COMET Score
COMET (Crosslingual Optimized Metric for Evaluation of Translation) is a neural framework for training multilingual machine translation evaluation models that can be adapted for summarization evaluation.
Overview
COMET leverages contextual embeddings and a neural regression model trained on human judgments to evaluate text quality.

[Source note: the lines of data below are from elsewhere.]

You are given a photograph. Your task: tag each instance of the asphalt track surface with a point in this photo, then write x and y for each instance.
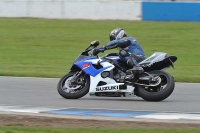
(42, 92)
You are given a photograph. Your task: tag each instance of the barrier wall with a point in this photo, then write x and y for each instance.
(171, 11)
(72, 9)
(102, 9)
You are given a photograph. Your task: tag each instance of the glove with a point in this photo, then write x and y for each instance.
(94, 43)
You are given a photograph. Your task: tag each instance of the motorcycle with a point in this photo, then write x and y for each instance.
(107, 77)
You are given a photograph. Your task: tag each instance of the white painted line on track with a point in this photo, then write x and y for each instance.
(134, 114)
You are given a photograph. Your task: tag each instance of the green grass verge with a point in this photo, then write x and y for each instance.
(11, 129)
(47, 48)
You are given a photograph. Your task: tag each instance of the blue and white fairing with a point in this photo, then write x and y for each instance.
(87, 65)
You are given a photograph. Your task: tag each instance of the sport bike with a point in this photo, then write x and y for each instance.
(107, 77)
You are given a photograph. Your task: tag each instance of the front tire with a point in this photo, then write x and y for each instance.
(75, 92)
(159, 92)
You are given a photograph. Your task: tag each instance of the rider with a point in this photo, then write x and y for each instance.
(130, 50)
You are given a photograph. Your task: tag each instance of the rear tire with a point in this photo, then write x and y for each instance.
(78, 92)
(166, 79)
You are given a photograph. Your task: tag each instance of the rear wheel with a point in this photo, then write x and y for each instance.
(70, 90)
(160, 91)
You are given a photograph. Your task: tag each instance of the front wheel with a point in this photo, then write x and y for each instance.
(70, 90)
(160, 91)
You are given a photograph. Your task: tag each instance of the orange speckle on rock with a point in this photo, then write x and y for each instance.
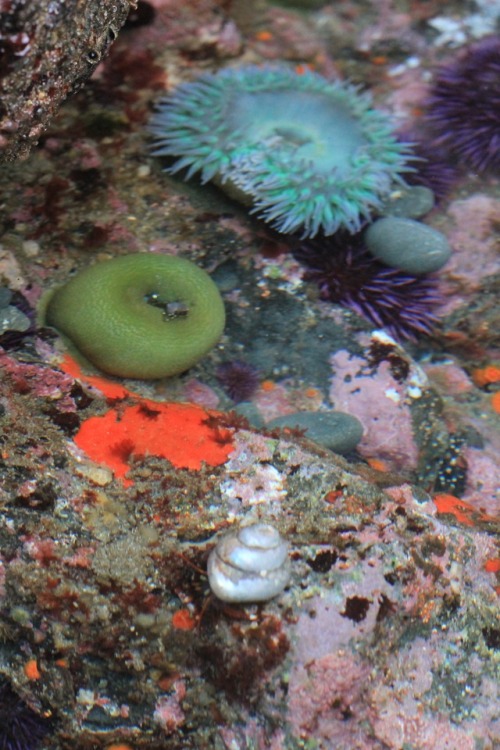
(181, 433)
(493, 565)
(31, 670)
(486, 375)
(311, 392)
(183, 620)
(495, 402)
(377, 464)
(332, 496)
(464, 512)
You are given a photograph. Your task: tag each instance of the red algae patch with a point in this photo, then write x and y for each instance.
(464, 512)
(181, 433)
(185, 434)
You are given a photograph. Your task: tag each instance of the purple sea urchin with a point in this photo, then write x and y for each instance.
(347, 274)
(464, 106)
(309, 154)
(20, 727)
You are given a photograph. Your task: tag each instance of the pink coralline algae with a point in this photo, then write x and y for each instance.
(380, 402)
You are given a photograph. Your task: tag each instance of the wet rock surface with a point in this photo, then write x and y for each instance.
(387, 635)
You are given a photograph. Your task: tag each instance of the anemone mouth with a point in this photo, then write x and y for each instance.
(310, 155)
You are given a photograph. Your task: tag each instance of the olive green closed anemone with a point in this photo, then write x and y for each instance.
(140, 316)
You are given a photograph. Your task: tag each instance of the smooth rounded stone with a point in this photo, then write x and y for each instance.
(408, 245)
(336, 430)
(5, 296)
(410, 201)
(12, 319)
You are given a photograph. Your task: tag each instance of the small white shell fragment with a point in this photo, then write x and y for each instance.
(249, 564)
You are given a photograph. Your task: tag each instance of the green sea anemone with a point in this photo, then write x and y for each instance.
(139, 316)
(310, 155)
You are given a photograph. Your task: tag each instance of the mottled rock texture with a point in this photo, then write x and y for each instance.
(48, 49)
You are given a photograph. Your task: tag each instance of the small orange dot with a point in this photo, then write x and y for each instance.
(268, 385)
(495, 402)
(486, 375)
(311, 392)
(493, 565)
(377, 464)
(31, 670)
(183, 620)
(264, 36)
(332, 496)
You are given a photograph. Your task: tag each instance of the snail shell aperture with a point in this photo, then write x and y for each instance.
(250, 564)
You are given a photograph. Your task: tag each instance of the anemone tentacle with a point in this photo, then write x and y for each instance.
(311, 155)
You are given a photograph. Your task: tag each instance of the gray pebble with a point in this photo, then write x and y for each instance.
(406, 244)
(410, 201)
(5, 296)
(335, 430)
(12, 319)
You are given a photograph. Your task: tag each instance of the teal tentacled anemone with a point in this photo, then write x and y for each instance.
(310, 155)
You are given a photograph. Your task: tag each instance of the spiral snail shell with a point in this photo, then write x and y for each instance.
(250, 564)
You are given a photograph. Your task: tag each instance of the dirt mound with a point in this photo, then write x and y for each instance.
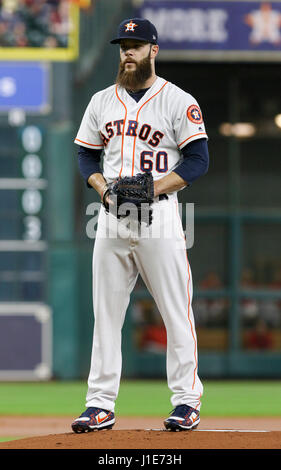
(151, 439)
(141, 433)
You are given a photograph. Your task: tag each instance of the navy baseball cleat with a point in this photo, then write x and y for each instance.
(93, 419)
(183, 418)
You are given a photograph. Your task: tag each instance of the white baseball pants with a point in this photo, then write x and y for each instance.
(160, 257)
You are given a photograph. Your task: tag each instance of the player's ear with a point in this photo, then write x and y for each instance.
(154, 51)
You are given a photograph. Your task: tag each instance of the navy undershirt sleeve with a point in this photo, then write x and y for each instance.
(195, 161)
(89, 162)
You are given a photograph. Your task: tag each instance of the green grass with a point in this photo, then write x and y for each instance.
(150, 398)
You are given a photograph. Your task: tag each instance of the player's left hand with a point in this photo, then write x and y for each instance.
(135, 192)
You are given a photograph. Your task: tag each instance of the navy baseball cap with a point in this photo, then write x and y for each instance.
(136, 28)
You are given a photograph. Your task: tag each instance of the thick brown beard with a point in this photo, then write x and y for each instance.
(134, 80)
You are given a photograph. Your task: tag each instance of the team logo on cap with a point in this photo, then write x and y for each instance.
(194, 114)
(130, 26)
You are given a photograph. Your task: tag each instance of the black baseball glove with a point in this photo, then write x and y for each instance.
(131, 195)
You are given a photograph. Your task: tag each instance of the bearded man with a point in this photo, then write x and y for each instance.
(142, 123)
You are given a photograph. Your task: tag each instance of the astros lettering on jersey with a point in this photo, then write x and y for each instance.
(147, 135)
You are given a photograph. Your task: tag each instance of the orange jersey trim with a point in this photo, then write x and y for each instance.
(123, 130)
(194, 135)
(87, 143)
(135, 138)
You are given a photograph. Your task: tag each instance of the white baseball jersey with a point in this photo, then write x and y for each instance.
(141, 136)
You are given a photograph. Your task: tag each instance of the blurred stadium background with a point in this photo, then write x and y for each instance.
(53, 56)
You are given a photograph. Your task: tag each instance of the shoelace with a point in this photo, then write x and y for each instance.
(181, 409)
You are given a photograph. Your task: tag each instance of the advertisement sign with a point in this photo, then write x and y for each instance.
(217, 29)
(24, 85)
(39, 30)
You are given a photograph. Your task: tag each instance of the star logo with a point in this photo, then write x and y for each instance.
(265, 24)
(131, 26)
(194, 114)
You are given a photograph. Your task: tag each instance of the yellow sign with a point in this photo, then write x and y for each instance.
(39, 31)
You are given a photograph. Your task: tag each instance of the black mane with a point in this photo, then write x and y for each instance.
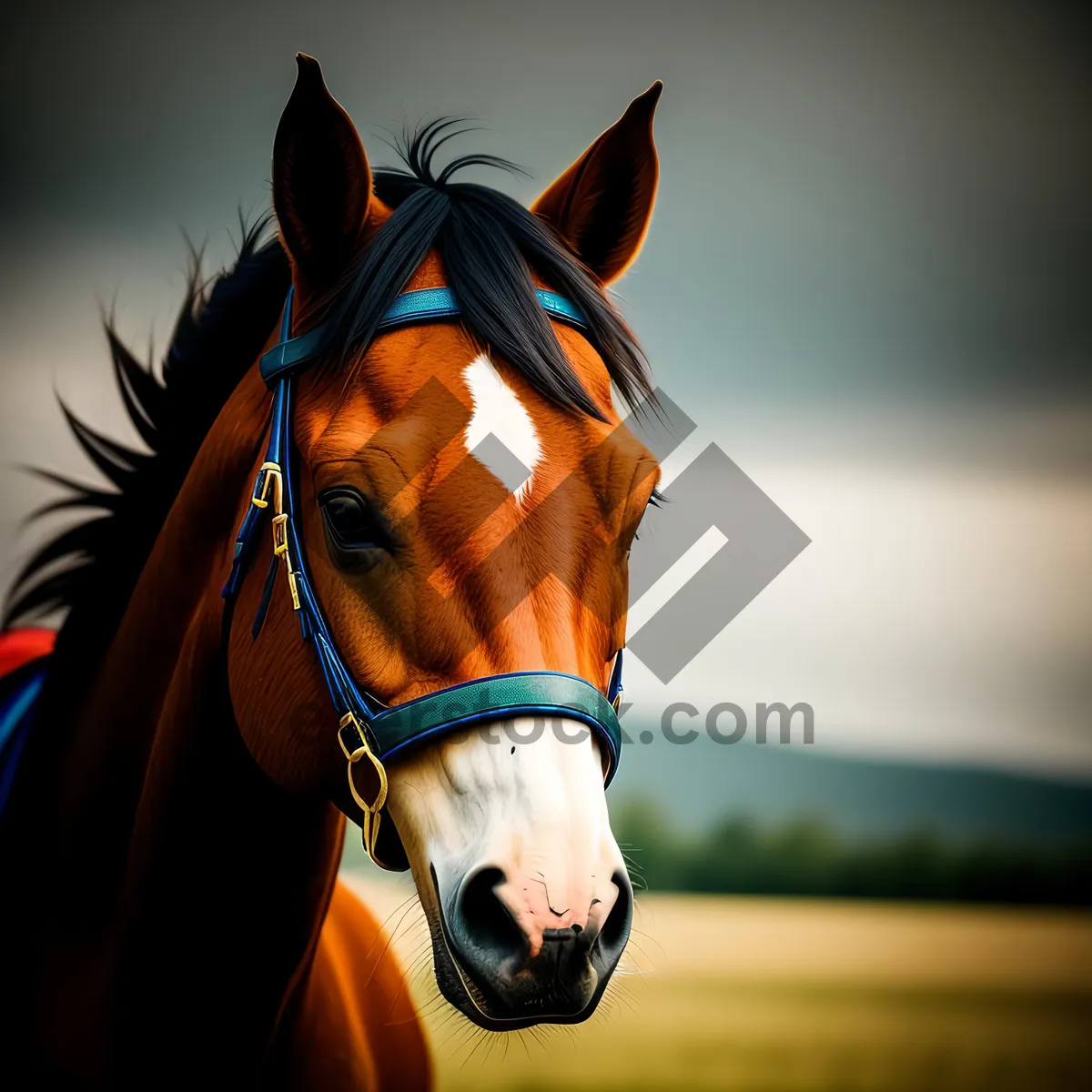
(490, 246)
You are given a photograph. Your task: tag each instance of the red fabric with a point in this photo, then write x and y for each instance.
(19, 647)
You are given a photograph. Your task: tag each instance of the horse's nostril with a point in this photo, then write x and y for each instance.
(615, 931)
(484, 920)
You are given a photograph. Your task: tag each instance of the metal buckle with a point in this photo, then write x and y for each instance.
(281, 550)
(272, 472)
(371, 812)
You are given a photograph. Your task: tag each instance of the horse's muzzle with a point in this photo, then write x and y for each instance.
(487, 969)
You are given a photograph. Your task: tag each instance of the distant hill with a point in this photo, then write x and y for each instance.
(699, 784)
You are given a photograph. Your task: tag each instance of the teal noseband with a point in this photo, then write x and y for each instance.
(369, 732)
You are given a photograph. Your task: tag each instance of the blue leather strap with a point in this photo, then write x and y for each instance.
(425, 305)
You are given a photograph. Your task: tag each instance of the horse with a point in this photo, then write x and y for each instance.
(452, 495)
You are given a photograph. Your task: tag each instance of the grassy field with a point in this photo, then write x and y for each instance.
(798, 996)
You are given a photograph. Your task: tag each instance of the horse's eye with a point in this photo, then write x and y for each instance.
(349, 519)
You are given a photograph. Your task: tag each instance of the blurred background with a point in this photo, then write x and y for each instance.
(867, 282)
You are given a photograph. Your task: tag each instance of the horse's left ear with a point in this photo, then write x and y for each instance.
(321, 179)
(603, 203)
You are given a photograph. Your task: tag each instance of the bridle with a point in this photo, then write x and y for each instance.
(369, 730)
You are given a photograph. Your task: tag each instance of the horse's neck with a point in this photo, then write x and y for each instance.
(199, 885)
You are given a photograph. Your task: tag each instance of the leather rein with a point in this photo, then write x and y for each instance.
(369, 731)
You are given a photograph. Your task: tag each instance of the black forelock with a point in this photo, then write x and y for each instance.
(490, 247)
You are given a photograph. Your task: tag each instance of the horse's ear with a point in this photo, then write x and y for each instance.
(321, 179)
(603, 203)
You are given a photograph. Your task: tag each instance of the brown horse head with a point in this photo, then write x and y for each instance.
(469, 496)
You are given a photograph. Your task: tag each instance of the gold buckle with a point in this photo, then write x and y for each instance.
(281, 550)
(272, 472)
(371, 812)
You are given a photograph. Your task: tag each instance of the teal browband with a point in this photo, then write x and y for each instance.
(426, 305)
(369, 733)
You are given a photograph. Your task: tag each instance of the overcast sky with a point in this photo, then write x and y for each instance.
(866, 281)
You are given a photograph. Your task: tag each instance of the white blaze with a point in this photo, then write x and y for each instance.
(500, 413)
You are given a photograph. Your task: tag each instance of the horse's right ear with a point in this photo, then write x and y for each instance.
(321, 179)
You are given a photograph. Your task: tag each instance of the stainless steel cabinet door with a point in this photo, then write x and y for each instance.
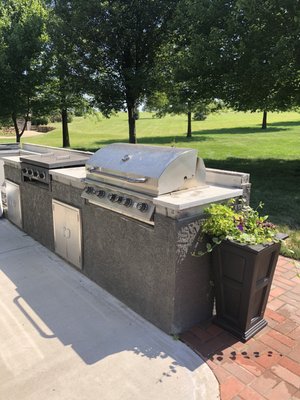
(67, 232)
(13, 199)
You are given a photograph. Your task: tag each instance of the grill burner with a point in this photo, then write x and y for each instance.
(125, 178)
(35, 168)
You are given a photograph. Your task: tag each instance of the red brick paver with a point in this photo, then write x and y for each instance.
(268, 365)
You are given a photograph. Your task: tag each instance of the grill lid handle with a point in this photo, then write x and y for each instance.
(94, 170)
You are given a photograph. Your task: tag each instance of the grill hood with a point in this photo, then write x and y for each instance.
(152, 170)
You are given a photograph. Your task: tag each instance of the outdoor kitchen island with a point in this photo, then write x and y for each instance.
(138, 245)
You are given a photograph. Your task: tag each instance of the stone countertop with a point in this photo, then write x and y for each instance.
(69, 176)
(12, 160)
(189, 198)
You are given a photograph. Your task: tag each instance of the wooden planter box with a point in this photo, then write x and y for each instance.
(243, 277)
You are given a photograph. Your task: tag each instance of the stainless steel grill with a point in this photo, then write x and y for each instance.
(125, 178)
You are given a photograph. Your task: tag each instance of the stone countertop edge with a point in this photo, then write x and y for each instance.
(13, 161)
(69, 176)
(196, 197)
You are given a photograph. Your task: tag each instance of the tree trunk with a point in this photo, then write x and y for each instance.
(131, 123)
(18, 136)
(189, 130)
(264, 123)
(65, 128)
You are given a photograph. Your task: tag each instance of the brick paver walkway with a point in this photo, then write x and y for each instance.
(268, 365)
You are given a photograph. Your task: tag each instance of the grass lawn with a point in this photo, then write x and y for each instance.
(230, 140)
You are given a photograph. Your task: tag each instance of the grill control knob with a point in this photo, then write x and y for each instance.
(112, 197)
(89, 190)
(100, 193)
(143, 207)
(127, 202)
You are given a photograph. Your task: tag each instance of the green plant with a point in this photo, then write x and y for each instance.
(239, 223)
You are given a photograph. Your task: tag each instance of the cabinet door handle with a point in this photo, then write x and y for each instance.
(67, 233)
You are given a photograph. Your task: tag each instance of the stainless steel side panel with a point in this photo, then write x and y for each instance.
(67, 232)
(13, 199)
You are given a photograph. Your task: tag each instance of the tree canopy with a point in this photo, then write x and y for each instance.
(119, 43)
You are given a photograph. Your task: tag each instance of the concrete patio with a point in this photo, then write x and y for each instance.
(63, 337)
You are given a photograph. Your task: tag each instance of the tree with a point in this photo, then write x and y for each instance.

Unlike traditional metrics that rely on lexical overlap, COMET captures semantic similarity and quality aspects that correlate strongly with human evaluations.
How It Works
COMET operates by:
- Encoding the source text, candidate summary, and optionally a reference summary using a pre-trained language model
- Passing these encodings through a neural regression or quality estimation model
- Producing a quality score that predicts human judgment
The framework supports both reference-based evaluation (using source, reference, and candidate) and reference-free quality estimation (using only source and candidate).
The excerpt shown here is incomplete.